Merkel ally calls for Europe to retaliate if Trump imposes trade tariffs

German Chancellor Angela Merkel and Volker Kauder (L), 
German Chancellor Angela Merkel and Volker Kauder (L),  Credit: Steffi Loos/Getty Images

Europe should impose punitive tariffs on imports from the United States if President Donald Trump acts to shield U.S. industries from foreign competitors, a senior ally of German Chancellor Angela Merkel said in a newspaper interview.

Trump has already formally withdrawn the United States from the Trans-Pacific Partnership trade deal, distancing America from its Asian allies, and vowed to renegotiate the U.S. free-trade deal with Canada and Mexico.

The tycoon-turned-president has also threatened German carmakers with a border tax of 35 percent on vehicles imported into the U.S. market, saying such a levy would help create more jobs on American soil.

“If Donald Trump imposes punitive tariffs on German and European products, then Europe should also impose punitive tariffs on U.S. products,” Volker Kauder, parliamentary floor leader of Merkel’s conservatives, told the Funke media group in an interview published on Saturday.

Angela Merkel
Angela Merkel Credit: Odd Andersen/AFP

“We cannot accept everything,” Mr Kauder added.

He said German officials would have to remind “our friends in Washington” that trade wars in the past had already shown that both sides only lost from such measures.

“We just have to say calmly and with self-confidence: If Trump carries out what he said, then Europe must react,” Mr Kauder said.

The German government has vowed to protect global free trade after Trump threatened protectionist measures and his top adviser on trade accused Germany of exploiting a weak euro to boost exports.
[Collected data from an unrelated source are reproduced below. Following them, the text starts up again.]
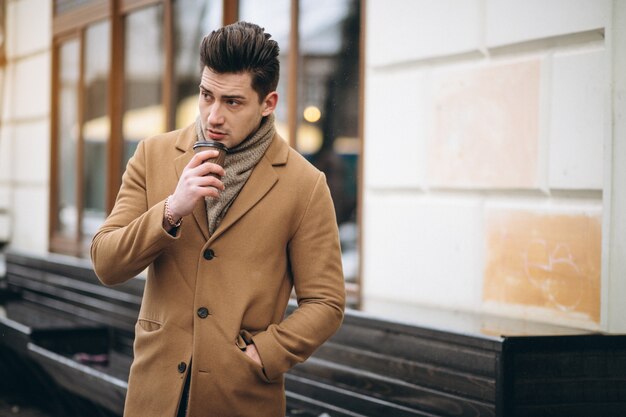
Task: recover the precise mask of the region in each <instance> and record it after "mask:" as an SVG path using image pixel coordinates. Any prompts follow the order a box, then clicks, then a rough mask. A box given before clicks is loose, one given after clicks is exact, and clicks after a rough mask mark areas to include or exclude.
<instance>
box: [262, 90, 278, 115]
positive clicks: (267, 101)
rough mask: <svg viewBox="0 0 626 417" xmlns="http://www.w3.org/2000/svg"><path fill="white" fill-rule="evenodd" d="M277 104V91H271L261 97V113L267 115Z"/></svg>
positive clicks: (270, 113) (272, 111)
mask: <svg viewBox="0 0 626 417" xmlns="http://www.w3.org/2000/svg"><path fill="white" fill-rule="evenodd" d="M277 104H278V93H277V92H276V91H272V92H271V93H269V94H268V95H267V96H265V98H264V99H263V105H262V107H263V111H262V112H261V114H262V115H263V116H269V115H270V114H272V113H273V112H274V110H276V105H277Z"/></svg>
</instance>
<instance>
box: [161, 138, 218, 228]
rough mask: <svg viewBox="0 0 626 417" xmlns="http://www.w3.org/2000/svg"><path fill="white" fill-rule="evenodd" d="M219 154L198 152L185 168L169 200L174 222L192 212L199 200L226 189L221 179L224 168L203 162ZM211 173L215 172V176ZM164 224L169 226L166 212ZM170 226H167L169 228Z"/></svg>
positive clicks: (214, 197) (208, 162)
mask: <svg viewBox="0 0 626 417" xmlns="http://www.w3.org/2000/svg"><path fill="white" fill-rule="evenodd" d="M217 156H218V151H213V150H209V151H202V152H198V153H197V154H195V155H194V156H193V158H191V161H189V163H188V164H187V166H185V168H184V169H183V173H182V175H181V176H180V179H179V180H178V185H176V190H175V191H174V194H172V196H171V197H170V200H169V211H170V214H171V216H172V219H173V220H174V222H177V221H178V220H179V219H181V218H182V217H185V216H187V215H188V214H190V213H191V212H192V211H193V209H194V207H195V206H196V203H197V202H198V201H199V200H201V199H204V197H213V198H217V197H218V196H219V193H220V191H222V190H223V189H224V183H223V182H222V181H221V178H222V177H223V176H224V169H223V168H222V167H221V166H219V165H217V164H214V163H212V162H206V163H203V162H204V161H205V160H207V159H210V158H215V157H217ZM209 174H215V176H214V175H209ZM163 226H169V222H168V221H167V219H166V218H165V214H164V217H163ZM170 228H171V227H166V229H167V230H169V229H170Z"/></svg>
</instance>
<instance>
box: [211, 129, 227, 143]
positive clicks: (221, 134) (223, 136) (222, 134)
mask: <svg viewBox="0 0 626 417" xmlns="http://www.w3.org/2000/svg"><path fill="white" fill-rule="evenodd" d="M207 136H208V137H209V138H210V139H212V140H222V139H224V138H225V137H226V132H221V131H219V130H210V129H209V130H207Z"/></svg>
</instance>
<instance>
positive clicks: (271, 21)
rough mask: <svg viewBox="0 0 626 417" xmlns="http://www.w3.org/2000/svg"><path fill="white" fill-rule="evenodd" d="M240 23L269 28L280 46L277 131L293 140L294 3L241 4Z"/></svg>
mask: <svg viewBox="0 0 626 417" xmlns="http://www.w3.org/2000/svg"><path fill="white" fill-rule="evenodd" d="M239 20H245V21H248V22H251V23H256V24H257V25H259V26H261V27H263V28H265V31H266V32H267V33H269V34H271V35H272V39H274V40H275V41H276V42H278V46H279V47H280V55H279V57H278V60H279V61H280V79H279V81H278V88H277V91H278V107H277V108H276V112H275V114H276V129H277V130H278V133H279V134H280V135H281V136H282V137H283V139H285V140H287V141H289V129H288V127H287V106H288V103H287V78H288V74H289V58H288V57H289V30H290V28H291V23H290V22H291V0H272V1H271V2H265V1H258V0H240V1H239Z"/></svg>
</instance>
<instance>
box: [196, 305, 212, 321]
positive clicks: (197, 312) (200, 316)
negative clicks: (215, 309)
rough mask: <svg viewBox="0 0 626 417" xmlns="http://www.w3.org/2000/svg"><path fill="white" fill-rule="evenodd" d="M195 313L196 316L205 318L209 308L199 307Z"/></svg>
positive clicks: (208, 314) (208, 313)
mask: <svg viewBox="0 0 626 417" xmlns="http://www.w3.org/2000/svg"><path fill="white" fill-rule="evenodd" d="M197 313H198V317H200V318H201V319H206V318H207V316H208V315H209V309H207V308H206V307H200V308H199V309H198V312H197Z"/></svg>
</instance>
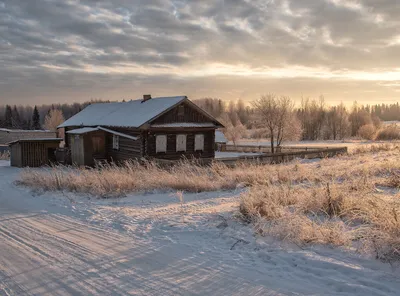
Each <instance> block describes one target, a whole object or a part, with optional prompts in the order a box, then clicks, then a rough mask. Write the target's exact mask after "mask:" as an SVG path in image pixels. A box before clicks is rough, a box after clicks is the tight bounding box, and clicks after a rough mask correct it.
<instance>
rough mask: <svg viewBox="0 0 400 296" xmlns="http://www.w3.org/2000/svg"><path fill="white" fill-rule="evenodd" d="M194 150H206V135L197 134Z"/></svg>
mask: <svg viewBox="0 0 400 296" xmlns="http://www.w3.org/2000/svg"><path fill="white" fill-rule="evenodd" d="M194 150H195V151H199V150H201V151H204V135H203V134H200V135H196V136H195V138H194Z"/></svg>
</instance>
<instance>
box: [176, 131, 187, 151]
mask: <svg viewBox="0 0 400 296" xmlns="http://www.w3.org/2000/svg"><path fill="white" fill-rule="evenodd" d="M181 151H186V135H177V136H176V152H181Z"/></svg>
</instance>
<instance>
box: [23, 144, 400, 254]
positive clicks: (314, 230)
mask: <svg viewBox="0 0 400 296" xmlns="http://www.w3.org/2000/svg"><path fill="white" fill-rule="evenodd" d="M19 182H20V183H21V184H23V185H26V186H30V187H32V188H37V189H41V190H51V191H55V190H67V191H73V192H80V193H89V194H92V195H96V196H102V197H109V196H123V195H125V194H127V193H130V192H135V191H148V190H155V189H157V190H168V191H171V190H174V191H180V192H183V191H185V192H199V191H214V190H224V189H233V188H236V187H237V186H238V185H239V184H241V185H246V186H249V187H250V189H249V191H248V192H246V193H244V194H243V195H242V197H241V202H240V212H241V213H242V216H243V218H244V219H245V220H246V221H248V222H251V223H254V225H255V227H256V231H257V232H258V233H260V234H263V235H272V236H276V237H278V238H280V239H282V240H288V241H291V242H294V243H296V244H298V245H299V246H300V245H304V244H309V243H318V244H330V245H336V246H353V247H354V246H356V247H357V249H358V250H360V251H364V252H369V253H371V252H373V253H374V254H375V255H376V257H377V258H379V259H381V260H384V261H389V262H390V261H394V260H399V259H400V199H399V193H398V192H399V189H398V188H399V187H400V149H399V147H398V146H397V145H396V144H384V145H371V146H369V147H368V148H363V150H359V151H353V152H352V153H350V154H349V155H343V156H340V157H336V158H329V159H323V160H321V161H319V162H316V163H308V164H303V163H299V162H291V163H287V164H281V165H250V164H246V163H242V164H238V165H237V166H236V167H234V168H229V167H227V166H225V165H224V164H222V163H214V164H212V165H210V166H206V167H204V166H199V165H196V164H194V163H192V162H189V161H182V162H181V163H179V164H178V165H176V166H174V167H172V168H168V169H166V168H161V167H159V166H157V165H156V164H154V163H146V164H145V165H144V166H143V165H140V164H138V163H135V162H127V163H125V164H124V165H122V166H116V165H113V164H110V165H104V166H99V167H97V168H93V169H79V168H70V167H62V166H58V167H53V168H47V169H25V170H23V171H22V174H21V178H20V181H19Z"/></svg>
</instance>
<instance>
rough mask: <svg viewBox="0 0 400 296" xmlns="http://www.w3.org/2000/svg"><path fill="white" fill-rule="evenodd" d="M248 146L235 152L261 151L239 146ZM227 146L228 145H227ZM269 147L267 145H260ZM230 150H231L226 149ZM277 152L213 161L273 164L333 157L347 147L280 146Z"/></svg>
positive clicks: (344, 153)
mask: <svg viewBox="0 0 400 296" xmlns="http://www.w3.org/2000/svg"><path fill="white" fill-rule="evenodd" d="M241 147H245V148H249V150H247V151H246V150H235V152H261V153H263V152H262V151H260V150H254V148H259V147H257V146H252V148H253V150H251V149H250V146H241ZM227 148H228V147H227ZM262 148H269V147H262ZM226 151H232V150H226ZM279 151H280V152H278V153H271V152H270V150H269V151H268V152H266V153H263V154H260V155H243V156H239V157H235V158H218V159H216V160H215V161H220V162H223V163H225V164H226V165H235V164H236V163H238V162H247V163H258V164H275V163H282V162H287V161H291V160H294V159H296V158H301V159H314V158H326V157H333V156H336V155H341V154H345V153H347V147H331V148H321V147H281V149H280V150H279Z"/></svg>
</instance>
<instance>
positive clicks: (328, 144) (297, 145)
mask: <svg viewBox="0 0 400 296" xmlns="http://www.w3.org/2000/svg"><path fill="white" fill-rule="evenodd" d="M385 143H399V142H396V141H367V140H344V141H342V140H341V141H339V140H335V141H334V140H318V141H287V142H284V143H283V144H282V145H283V146H291V147H321V148H328V147H348V148H357V147H360V146H365V145H375V144H377V145H379V144H385ZM228 144H229V145H233V143H232V142H228ZM237 145H248V146H268V147H269V146H271V143H270V141H269V139H261V140H252V139H242V140H240V141H238V142H237Z"/></svg>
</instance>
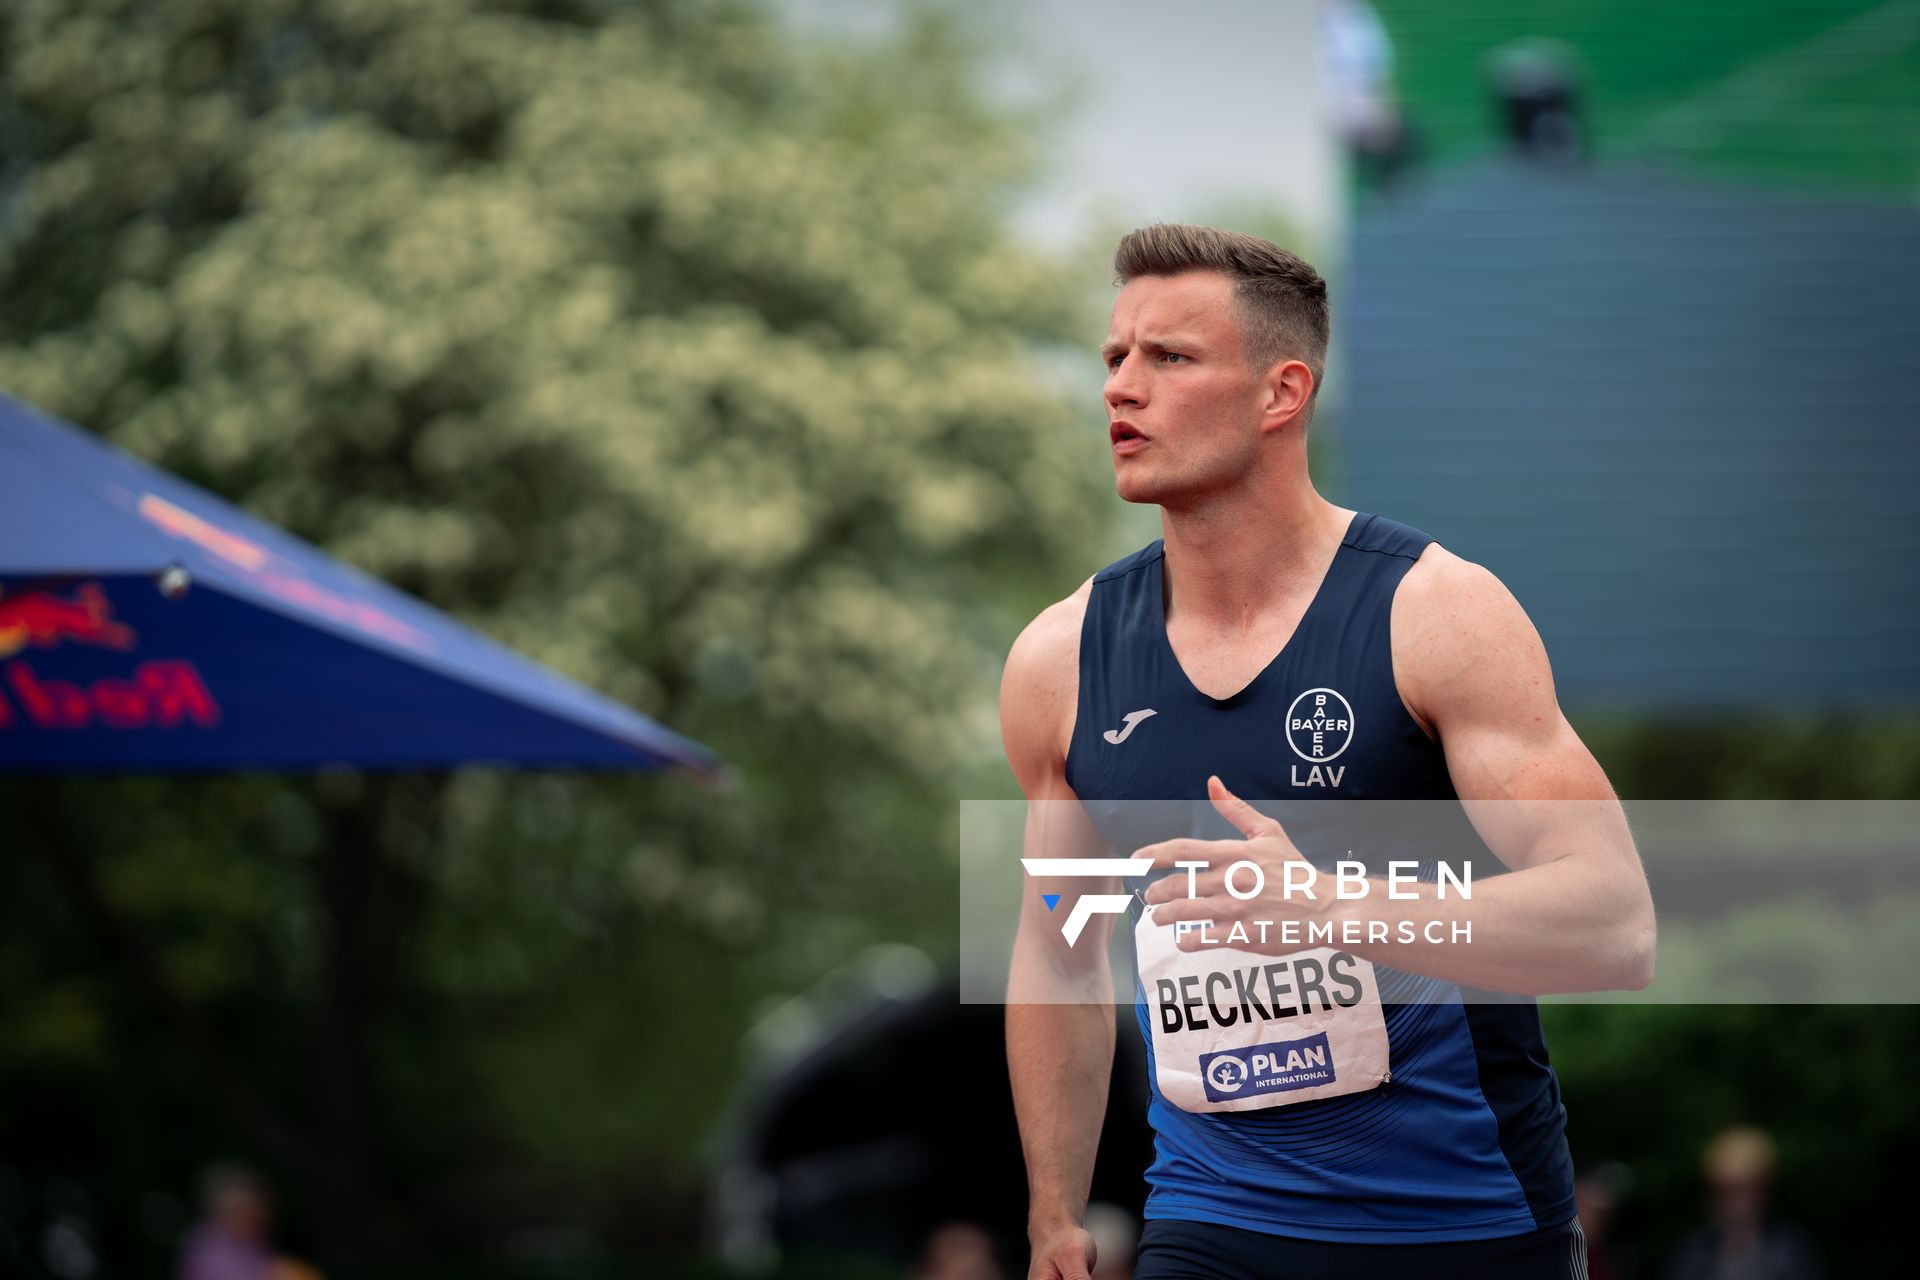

German Vice Chancellor Sigmar Gabriel has suggested that the European Union should refocus its economic policy toward Asia, should the Trump administration pursue protectionism.

In a sign of already shifting trade flows, China became Germany’s most important trading partner for the first time in 2016, overtaking the United States, which fell back to third place behind France, data showed on Friday.